Despite intending to simplify the system by creating basic, bronze, silver and gold categories, the addition of ‘plus’ options makes the process of comparing “apples to apples” far more difficult, Ms Crowden said.

“Think carefully about what you want to ensure you’ve got cover for, such as pregnancy or hip replacements or cataracts, rather than getting distracted by labels,” Ms Crowden said.

Ms Crowden said switching does not necessarily mean policy holders are compromising their level of cover, or affecting any ongoing care.

“A lot of people also put off switching because they believe they have to re-serve hospital waiting periods, but they are protected by law so long as they switch to an equal or lower level of cover,” Ms Crowden said.

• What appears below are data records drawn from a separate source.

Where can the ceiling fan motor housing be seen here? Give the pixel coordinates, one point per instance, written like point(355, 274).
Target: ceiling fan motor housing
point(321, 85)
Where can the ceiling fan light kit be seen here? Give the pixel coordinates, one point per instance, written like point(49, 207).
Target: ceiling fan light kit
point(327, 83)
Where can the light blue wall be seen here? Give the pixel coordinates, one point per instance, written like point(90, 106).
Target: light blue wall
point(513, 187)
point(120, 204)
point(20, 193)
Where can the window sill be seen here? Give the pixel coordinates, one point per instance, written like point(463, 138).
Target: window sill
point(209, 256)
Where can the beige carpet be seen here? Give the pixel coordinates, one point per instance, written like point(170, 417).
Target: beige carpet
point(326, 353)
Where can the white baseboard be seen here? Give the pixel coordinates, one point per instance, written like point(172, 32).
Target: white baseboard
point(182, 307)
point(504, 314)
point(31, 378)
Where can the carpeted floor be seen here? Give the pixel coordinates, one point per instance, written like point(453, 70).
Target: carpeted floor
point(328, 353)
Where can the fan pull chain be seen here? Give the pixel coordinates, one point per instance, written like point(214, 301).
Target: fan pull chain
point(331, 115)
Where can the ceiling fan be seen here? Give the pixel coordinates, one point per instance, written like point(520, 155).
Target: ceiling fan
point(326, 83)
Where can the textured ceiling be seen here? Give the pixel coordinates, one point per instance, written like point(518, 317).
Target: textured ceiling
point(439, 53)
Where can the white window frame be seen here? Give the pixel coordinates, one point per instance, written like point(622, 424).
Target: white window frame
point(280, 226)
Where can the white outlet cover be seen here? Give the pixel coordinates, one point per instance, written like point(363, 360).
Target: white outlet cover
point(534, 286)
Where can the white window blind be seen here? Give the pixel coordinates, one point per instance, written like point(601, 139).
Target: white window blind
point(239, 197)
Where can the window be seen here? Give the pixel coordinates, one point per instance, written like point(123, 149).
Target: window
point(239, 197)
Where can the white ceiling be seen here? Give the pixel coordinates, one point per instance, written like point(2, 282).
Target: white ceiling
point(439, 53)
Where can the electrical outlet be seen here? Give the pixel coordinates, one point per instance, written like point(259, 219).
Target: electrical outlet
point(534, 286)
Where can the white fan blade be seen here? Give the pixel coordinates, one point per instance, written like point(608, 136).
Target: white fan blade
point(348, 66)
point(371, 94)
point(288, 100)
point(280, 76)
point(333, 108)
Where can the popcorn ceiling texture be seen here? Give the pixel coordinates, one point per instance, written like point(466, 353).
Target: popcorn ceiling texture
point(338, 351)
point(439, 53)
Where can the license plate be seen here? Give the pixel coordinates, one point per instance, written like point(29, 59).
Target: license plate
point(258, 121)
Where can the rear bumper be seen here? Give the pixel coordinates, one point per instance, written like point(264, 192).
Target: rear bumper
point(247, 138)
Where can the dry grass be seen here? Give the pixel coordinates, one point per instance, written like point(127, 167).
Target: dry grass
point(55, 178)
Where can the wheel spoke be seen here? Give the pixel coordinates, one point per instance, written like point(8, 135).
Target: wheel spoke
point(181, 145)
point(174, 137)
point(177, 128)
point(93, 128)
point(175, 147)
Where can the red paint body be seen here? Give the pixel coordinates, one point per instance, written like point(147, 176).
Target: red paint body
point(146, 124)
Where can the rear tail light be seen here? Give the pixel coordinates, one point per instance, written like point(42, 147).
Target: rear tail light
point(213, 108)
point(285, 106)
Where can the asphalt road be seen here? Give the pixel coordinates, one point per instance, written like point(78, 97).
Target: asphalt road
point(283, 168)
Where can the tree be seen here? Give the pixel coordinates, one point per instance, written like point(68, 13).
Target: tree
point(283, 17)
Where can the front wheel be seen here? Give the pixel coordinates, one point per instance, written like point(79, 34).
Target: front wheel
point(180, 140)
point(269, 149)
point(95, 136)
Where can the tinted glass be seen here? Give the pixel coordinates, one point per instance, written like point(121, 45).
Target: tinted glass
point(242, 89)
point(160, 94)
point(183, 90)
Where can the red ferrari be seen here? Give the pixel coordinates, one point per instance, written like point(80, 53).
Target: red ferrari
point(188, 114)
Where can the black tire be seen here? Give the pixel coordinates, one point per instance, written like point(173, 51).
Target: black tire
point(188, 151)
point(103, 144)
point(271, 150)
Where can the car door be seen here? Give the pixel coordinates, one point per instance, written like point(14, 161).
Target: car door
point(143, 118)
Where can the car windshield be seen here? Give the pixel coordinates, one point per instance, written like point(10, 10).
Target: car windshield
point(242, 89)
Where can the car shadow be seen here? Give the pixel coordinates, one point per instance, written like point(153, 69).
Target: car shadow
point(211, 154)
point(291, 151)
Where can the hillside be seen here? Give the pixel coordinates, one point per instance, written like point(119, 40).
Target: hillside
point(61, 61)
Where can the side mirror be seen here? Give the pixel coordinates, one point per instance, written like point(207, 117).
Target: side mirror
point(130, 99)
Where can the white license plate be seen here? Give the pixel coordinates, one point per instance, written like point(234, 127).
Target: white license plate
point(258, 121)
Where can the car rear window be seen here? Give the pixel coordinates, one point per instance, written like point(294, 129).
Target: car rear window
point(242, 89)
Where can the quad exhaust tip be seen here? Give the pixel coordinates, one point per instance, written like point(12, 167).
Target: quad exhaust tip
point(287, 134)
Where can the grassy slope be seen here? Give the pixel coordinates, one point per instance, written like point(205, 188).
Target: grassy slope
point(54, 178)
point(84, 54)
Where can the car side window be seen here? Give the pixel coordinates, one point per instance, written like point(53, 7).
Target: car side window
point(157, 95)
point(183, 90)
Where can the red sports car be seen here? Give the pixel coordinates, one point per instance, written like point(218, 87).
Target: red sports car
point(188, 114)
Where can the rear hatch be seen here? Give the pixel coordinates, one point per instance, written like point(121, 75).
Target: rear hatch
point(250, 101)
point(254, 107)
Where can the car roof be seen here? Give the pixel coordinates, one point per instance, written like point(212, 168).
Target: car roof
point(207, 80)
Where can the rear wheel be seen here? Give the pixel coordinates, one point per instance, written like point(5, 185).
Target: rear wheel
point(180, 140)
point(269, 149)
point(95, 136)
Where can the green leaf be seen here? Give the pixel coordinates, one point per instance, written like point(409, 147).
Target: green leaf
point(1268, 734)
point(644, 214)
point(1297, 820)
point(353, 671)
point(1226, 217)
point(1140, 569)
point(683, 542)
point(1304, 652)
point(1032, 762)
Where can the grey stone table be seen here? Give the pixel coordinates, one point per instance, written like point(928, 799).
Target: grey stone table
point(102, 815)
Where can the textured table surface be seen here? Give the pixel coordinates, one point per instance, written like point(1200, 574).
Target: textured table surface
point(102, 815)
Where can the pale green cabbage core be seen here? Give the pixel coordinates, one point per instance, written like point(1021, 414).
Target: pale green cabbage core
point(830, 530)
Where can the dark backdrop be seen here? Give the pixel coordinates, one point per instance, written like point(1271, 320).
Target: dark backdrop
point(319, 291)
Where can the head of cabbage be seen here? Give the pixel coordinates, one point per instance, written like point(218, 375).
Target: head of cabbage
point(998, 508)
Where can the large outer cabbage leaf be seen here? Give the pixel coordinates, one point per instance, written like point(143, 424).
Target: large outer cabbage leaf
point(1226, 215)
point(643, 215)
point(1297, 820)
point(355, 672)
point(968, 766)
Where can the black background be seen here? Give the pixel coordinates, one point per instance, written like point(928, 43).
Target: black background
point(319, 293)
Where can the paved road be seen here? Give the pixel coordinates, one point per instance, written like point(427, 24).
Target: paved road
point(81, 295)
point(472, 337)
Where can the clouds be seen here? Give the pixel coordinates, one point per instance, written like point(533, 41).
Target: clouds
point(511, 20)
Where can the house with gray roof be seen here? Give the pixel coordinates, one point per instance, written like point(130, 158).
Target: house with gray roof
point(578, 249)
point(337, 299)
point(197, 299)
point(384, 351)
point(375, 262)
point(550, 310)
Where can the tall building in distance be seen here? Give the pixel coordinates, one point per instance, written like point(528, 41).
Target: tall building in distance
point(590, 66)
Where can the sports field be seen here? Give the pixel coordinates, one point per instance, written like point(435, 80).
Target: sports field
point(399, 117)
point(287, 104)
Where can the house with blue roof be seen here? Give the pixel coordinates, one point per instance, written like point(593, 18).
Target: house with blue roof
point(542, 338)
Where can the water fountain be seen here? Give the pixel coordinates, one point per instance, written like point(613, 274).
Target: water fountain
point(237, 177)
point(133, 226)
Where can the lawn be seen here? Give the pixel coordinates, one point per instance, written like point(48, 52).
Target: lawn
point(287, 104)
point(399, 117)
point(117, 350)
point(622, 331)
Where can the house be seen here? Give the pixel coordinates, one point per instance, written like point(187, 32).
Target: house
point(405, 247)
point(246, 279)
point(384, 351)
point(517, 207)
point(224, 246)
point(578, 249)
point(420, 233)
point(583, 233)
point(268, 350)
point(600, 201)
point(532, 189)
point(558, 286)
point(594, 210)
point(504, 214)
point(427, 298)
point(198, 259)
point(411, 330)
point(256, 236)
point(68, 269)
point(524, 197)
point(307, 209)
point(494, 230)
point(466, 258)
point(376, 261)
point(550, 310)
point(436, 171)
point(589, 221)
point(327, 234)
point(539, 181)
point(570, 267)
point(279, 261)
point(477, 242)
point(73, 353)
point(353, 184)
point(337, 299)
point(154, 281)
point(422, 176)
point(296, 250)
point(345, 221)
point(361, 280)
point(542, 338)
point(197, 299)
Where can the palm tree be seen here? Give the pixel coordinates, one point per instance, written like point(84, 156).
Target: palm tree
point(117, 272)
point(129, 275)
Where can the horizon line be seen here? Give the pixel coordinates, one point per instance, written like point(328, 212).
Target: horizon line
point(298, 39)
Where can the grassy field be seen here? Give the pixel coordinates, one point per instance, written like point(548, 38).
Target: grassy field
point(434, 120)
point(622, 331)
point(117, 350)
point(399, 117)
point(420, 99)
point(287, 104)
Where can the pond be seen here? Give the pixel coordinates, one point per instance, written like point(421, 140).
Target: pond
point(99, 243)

Australia’s private health sector has been battered by an exodus of young people, with recent Australian Prudential Regulation Authority figures showing 56,000 people between the ages of 20 and 49 axed their policies entirely in the year to June.

Grattan Institute health economist Dr Stephen Duckett told The New Daily policy holders dissuaded by elective surgery pauses due to the pandemic should think twice about abandoning private health.

“Although providers have accumulated a whole lot of money during this period of inactivity, most of those procedures will eventually be carried out,” Dr Duckett said.

“If private health insurance was good value for you before the pandemic, it’s probably still going to be good value – and the same goes if you felt it was bad value.”

CEO of peak representative body Private Healthcare Australia Dr Rachel David told The New Daily ‘plus’ policies are “entry-level products” that cater towards people hoping to minimise their losses to Lifetime Health Cover Loading.

With insurers raising their premiums by the slowest rate in almost 20 years, Dr David said providers are still offering affordable products.

“What we suggest is people who want a product suitable for their life stage [should] go to and evaluate all health plans on the market to choose one suitable for their needs,” Dr David said.